Recently, New York Labor Law § 191(c) was amended to impose new requirements on employers of commissioned salespersons. Specifically, effective Oct.ober 16, 2007, any employer who employs an employee who earns commissions must:

  • Reduce the commissioned salesperson’s terms of employment to writing (whether in the form of an executed term sheet, an informal letter agreement, or a more formal employment agreement);
  • Ensure that the written agreement is signed by both the employer and employee; and
  • Keep the written agreement on file for a period of not less than three (3) years, and make the agreement available to the Commissioner of the New York State

Department of Labor upon request.

The amended law also provides the following specifications with regard to what terms must be included in the written agreement:

  • The agreement must include a description of how wages, salary, drawing account, commissions and all other monies earned and payable shall be calculated;
  • If the terms of employment provide for a recoverable draw, the agreement must provide for the frequency of reconciliation; and
  • The agreement must include details regarding the payment of wages, salary, drawing account, commissions and all other monies earned and payable in case of termination of employment by either party.

In the event an employer of commissioned salespersons fails to meet any of the above requirements, and the Commissioner of the New York State Department of Labor requests such a document in response to a claim being filed, the revised law provides that there will be “a presumption that the terms of employment that the commissioned salesperson has presented are the agreed terms of employment.” N.Y. Labor Law § 191(c).
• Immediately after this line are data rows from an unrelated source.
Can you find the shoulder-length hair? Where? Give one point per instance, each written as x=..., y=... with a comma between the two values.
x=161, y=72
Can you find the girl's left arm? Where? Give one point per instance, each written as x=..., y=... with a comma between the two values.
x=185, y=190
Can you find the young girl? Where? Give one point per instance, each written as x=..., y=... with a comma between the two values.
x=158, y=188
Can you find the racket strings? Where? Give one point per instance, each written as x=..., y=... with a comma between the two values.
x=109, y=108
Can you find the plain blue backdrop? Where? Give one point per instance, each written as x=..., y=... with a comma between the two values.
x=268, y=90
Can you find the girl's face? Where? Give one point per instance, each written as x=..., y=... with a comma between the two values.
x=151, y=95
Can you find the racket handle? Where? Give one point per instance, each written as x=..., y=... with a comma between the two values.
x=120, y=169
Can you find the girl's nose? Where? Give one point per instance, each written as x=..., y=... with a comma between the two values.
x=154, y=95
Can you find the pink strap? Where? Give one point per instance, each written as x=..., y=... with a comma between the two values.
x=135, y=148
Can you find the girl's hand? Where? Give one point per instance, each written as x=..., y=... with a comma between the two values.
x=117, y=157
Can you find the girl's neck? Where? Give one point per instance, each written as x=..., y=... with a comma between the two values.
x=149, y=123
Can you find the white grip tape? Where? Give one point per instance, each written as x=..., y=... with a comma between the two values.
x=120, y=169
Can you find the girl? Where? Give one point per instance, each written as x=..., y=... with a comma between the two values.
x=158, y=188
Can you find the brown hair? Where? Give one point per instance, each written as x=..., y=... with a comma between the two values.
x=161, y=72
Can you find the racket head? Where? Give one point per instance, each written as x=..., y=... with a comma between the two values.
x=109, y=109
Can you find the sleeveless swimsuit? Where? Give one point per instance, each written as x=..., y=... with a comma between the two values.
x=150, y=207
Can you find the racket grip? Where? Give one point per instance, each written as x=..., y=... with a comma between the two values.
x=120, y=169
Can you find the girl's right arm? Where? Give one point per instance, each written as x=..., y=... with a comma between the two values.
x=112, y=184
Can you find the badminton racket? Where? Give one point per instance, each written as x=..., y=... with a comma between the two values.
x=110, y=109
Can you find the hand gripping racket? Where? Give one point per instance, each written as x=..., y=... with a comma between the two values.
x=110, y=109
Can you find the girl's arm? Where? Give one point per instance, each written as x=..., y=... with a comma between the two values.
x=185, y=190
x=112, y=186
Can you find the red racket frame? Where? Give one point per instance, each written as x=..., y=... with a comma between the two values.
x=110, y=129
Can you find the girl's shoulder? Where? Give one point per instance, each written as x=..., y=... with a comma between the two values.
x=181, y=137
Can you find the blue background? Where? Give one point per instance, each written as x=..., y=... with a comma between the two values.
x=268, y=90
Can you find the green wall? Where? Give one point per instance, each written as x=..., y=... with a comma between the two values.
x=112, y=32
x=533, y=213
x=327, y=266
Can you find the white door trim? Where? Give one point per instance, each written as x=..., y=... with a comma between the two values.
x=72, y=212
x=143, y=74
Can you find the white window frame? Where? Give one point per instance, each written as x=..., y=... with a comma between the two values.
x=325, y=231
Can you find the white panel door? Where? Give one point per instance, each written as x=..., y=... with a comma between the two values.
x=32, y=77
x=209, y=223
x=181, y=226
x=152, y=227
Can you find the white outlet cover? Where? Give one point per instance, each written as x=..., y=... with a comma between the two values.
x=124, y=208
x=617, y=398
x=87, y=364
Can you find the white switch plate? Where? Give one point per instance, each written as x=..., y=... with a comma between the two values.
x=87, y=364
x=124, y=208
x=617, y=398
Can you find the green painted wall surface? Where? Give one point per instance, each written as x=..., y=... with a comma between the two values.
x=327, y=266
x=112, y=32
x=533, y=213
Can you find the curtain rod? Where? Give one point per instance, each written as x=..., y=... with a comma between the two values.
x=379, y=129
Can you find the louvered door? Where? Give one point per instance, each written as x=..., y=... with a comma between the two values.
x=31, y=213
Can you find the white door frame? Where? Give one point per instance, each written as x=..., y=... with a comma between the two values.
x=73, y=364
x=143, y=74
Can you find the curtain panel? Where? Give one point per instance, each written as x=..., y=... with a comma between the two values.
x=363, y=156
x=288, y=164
This means that if a disgruntled employee files a claim with the New York State Department of Labor claiming that the employee was not paid all earned salary/commissions, and misrepresents to the Commissioner the amounts at issue or the percent commissions to which the employee is entitled, the Commissioner will presume that the employee’s statements are accurate in the absence of the employer’s production of a signed written document comporting with the requirements of New York Labor Law § 191(c). As you might imagine, an employer’s failure to comply with § 191(c) could prove to be quite costly.

Employer’s should also be aware that the requirement imposed by the amended New York Labor Law § 191(c) to reduce the terms of employment for a commissioned salesperson to writing does not change the commissioned salesperson’s at-will employment status. In fact, an express statement of the commissioned salesperson’s at-will employment status should be included in the agreement (see the first bullet, above). Employers should view the new requirement as a mandate to memorialize in writing the existing terms of a commissioned salesperson’s employment, and not as a mandate to enter into a new employment contract with commissioned salespersons.

While the burden of the amendment is placed squarely on the employer, it appears that in enacting this amendment, the New York Legislature was attempting to protect employers against fraudulent wage claims while at the same time protecting employees by ensuring they get what is truly due owed to them.